Channelpedia

PubMed 22083559


Referenced in Channelpedia wiki pages of: none

Automatically associated channels: Kir6.2



Title: Importance of the Kir6.2 N-terminus for the interaction of glibenclamide and repaglinide with the pancreatic K(ATP) channel.

Authors: Petra Kühner, Renate Prager, Damian Stephan, Ulrich Russ, Marcus Winkler, David Ortiz, Joseph Bryan, Ulrich Quast

Journal, date & volume: Naunyn Schmiedebergs Arch. Pharmacol., 2012 Mar , 385, 299-311

PubMed link: http://www.ncbi.nlm.nih.gov/pubmed/22083559


Abstract
The pancreatic K(ATP) channel, SUR1/Kir6.2, couples insulin secretion to the plasma glucose level. The channel is an octamer with four Kir6.2 subunits forming the pore and four sulphonylurea receptors (SUR1) regulating channel activity. SUR1 is an ABC protein with adenosine triphosphate (ATP)ase activity which activates the channel. It also contains the binding site for antidiabetic drugs like glibenclamide and repaglinide which close the channel by disrupting the stimulatory effect SUR-ATPase (MgATP-dependent) and by stabilising a long-lived closed channel state (MgATP-independent).
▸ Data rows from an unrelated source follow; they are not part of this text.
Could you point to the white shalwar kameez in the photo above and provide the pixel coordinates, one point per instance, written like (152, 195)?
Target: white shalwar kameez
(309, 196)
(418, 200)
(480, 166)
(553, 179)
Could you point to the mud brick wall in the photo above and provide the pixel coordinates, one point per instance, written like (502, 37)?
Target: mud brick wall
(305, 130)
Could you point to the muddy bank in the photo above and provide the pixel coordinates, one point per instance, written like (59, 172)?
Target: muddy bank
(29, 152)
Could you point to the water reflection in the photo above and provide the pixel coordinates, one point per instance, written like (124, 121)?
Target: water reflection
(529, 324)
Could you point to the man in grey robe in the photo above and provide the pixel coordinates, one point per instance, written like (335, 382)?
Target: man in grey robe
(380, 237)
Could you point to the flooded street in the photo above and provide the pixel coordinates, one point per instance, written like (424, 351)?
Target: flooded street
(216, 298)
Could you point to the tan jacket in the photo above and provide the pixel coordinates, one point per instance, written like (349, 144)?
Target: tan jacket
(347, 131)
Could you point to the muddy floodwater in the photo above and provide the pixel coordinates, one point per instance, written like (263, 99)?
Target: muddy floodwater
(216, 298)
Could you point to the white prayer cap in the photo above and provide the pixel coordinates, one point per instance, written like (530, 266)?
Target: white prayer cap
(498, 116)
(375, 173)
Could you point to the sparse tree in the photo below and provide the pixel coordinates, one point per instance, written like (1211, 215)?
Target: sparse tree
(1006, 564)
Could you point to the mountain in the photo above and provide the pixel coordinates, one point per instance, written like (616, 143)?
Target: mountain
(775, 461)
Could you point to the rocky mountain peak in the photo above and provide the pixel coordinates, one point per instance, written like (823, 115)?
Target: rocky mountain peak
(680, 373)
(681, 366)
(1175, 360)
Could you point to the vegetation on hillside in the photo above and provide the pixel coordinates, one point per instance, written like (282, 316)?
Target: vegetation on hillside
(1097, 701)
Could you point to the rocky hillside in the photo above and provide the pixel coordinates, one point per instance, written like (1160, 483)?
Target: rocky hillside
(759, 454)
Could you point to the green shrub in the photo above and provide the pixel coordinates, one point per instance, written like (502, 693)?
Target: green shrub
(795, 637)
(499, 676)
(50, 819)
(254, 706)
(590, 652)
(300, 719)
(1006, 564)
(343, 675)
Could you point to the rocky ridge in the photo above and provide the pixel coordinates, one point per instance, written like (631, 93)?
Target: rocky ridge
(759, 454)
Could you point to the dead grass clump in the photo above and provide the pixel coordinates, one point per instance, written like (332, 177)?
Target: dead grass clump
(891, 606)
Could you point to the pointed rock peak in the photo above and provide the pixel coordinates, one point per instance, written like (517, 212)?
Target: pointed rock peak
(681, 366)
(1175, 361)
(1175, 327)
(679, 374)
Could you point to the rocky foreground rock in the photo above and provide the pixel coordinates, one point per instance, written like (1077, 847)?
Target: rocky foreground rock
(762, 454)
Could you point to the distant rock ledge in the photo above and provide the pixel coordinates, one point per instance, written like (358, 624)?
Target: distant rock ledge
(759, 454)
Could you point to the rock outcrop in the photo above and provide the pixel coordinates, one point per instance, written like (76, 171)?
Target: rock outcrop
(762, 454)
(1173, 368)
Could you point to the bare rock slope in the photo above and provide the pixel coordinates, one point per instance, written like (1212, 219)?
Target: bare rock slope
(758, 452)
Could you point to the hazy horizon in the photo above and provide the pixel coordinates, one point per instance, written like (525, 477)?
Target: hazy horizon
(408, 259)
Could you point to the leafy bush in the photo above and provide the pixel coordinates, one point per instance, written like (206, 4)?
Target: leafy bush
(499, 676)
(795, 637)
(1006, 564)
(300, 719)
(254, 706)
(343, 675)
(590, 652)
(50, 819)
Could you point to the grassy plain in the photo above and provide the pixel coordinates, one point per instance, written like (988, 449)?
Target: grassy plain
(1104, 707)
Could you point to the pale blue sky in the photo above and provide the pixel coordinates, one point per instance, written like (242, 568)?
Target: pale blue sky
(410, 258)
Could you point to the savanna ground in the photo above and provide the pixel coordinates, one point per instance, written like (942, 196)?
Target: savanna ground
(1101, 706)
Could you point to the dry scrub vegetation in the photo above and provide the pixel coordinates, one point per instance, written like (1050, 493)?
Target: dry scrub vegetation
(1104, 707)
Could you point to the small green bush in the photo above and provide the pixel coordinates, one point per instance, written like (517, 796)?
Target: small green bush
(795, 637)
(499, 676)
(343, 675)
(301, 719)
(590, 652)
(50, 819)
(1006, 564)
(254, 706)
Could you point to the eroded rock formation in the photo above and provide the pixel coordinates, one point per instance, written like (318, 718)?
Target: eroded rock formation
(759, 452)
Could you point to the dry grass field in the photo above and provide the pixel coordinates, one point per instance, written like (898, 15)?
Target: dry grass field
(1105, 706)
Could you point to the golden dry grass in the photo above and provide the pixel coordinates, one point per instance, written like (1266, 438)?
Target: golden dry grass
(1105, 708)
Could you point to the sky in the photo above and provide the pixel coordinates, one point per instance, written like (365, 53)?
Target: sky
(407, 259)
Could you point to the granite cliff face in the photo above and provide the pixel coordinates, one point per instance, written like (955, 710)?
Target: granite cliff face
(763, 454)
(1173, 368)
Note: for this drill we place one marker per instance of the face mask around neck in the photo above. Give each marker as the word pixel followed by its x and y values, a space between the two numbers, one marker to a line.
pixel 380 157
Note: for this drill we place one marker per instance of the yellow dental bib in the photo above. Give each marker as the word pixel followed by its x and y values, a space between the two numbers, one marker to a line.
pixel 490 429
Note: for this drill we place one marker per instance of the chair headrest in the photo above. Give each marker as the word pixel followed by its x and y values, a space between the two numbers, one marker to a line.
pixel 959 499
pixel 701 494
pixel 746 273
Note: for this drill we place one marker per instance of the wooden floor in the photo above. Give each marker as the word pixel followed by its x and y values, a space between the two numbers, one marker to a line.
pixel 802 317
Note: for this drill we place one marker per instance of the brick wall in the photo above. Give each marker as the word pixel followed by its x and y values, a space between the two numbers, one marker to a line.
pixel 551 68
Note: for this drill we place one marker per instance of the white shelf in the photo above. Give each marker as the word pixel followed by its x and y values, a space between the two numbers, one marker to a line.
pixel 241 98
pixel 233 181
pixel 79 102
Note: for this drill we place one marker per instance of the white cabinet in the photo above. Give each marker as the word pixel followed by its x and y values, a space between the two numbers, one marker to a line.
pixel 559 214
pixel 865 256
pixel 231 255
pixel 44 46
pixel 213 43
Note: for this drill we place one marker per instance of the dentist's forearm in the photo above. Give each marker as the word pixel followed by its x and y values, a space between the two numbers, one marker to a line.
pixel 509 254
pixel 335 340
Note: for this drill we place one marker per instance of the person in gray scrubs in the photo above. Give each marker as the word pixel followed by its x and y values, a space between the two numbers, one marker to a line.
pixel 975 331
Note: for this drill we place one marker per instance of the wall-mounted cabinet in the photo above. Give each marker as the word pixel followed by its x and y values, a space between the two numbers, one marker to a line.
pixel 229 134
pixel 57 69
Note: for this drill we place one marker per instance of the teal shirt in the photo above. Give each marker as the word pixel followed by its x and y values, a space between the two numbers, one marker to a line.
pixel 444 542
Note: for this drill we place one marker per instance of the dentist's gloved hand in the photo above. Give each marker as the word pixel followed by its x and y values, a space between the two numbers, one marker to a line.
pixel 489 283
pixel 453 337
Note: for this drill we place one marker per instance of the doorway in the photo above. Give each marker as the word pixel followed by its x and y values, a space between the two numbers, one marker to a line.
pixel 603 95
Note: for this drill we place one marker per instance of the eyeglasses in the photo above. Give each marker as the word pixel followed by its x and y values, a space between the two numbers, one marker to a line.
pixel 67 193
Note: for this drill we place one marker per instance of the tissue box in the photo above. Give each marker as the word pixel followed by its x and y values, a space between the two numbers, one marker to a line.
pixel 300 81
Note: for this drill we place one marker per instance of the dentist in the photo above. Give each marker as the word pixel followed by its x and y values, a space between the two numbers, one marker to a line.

In this study, we examined the effects of progressive truncation of the Kir6.2 N-terminus up to 20 amino acids on equilibrium binding and channel closure by glibenclamide and repaglinide, on the channel activating effect of the opener, 6-chloro-3-(1-methylcyclobutyl)amino-4H-thieno[3,2-e]-1,2,4thiadiazine 1,1-dioxide (NNC 55-0462), and on the binding kinetics of [(3)H]glibenclamide. Kir and SUR were transiently coexpressed in HEK cells and [(3)H]glibenclamide binding and patch-clamp experiments were performed in whole cells at 37°C and in isolated inside/out patches at 22°C. Truncation of the first 5 N-terminal amino acids abolished most of the affinity increase for glibenclamide and repaglinide that is produced by the association of Kir6.2 with SUR1. Progressive truncation continuously reduced the potency and efficacy of these drugs in closing the channel and impaired the ability to stabilise the closed state more than the ability to disrupt channel stimulation by SUR-ATPase. The effects of NNC 55-0462 were unchanged. Progressive truncation also speeded up dissociation of [(3)H]glibenclamide from the channel when dissociation was induced by an excess of (unlabelled) glibenclamide. This suggests the existence of a putative low affinity glibenclamide site on the channel whose affinity increases upon truncation. The data show that progressive truncation of the Kir6.2 N-terminus impairs the transduction of drug binding into channel closure more strongly than drug binding but leaves the effect of the opener NNC 55-0462 unchanged.